Calling LLM APIs from Applications

Putting an LLM behind your own API turns reliability into an engineering problem: timeouts, idempotency, and abuse prevention matter as much as the model name.

The request shape (conceptually)

Most chat-style APIs accept an array of messages with roles:

  • system — stable instructions (tone, format, policies).
  • user — the human or upstream service input.
  • assistant — prior model turns in multi-step chat.
  • tool — results from function/tool calls (when supported).
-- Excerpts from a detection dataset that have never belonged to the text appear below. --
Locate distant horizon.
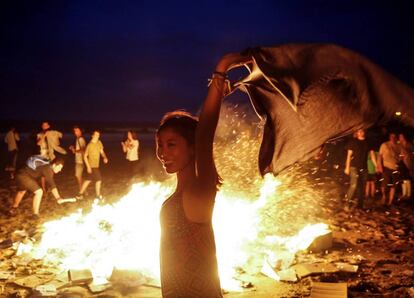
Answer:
[0,119,159,133]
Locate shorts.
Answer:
[16,174,42,192]
[382,167,399,187]
[367,173,377,182]
[85,168,102,181]
[75,163,85,178]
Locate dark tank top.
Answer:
[160,194,222,298]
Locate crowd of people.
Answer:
[344,129,414,209]
[4,121,139,219]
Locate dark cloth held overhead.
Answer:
[234,44,414,175]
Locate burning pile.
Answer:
[4,102,334,290]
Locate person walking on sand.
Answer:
[4,127,20,179]
[377,132,402,206]
[69,126,86,192]
[121,130,139,178]
[37,121,66,195]
[344,129,375,209]
[9,155,64,219]
[76,130,108,200]
[156,54,251,297]
[37,121,67,160]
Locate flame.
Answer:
[25,106,328,290]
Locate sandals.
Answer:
[75,193,83,201]
[7,207,17,216]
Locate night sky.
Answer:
[0,0,414,122]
Keep system prompts small and version them like code. Put volatile detail in user messages or retrieved context blocks.

Streaming

Streaming sends tokens as they are generated. Better perceived latency in UIs; trickier to handle on the server (you may need to aggregate for logging or retries).

For HTTP APIs, prefer server-sent events or chunked responses your client library already supports — avoid inventing ad-hoc protocols.

Errors, retries, and backoff

Networks and providers fail. Standard patterns:

  • Retry idempotent reads on 429/5xx with exponential backoff and jitter.
  • Do not blindly retry requests that might have charged you or committed side effects unless you have deduplication keys.
  • Set hard timeouts so a hung connection cannot hold workers forever.

Cost and limits

Pricing usually tracks input + output tokens. Mitigations:

  • Trim unnecessary history and documents before sending.
  • Cache stable system instructions where the platform allows.
  • Cap max_tokens for unattended jobs.

Security basics

Never expose raw API keys in browsers. Call providers from your server or a trusted edge function. Rate-limit per user and scrub secrets from prompts before logging.

Key takeaways

  • Structure messages so policies are stable and context is explicit.
  • Stream for UX, but plan for partial failures and retries.
  • Treat the integration like any paid external API: timeouts, quotas, and key hygiene.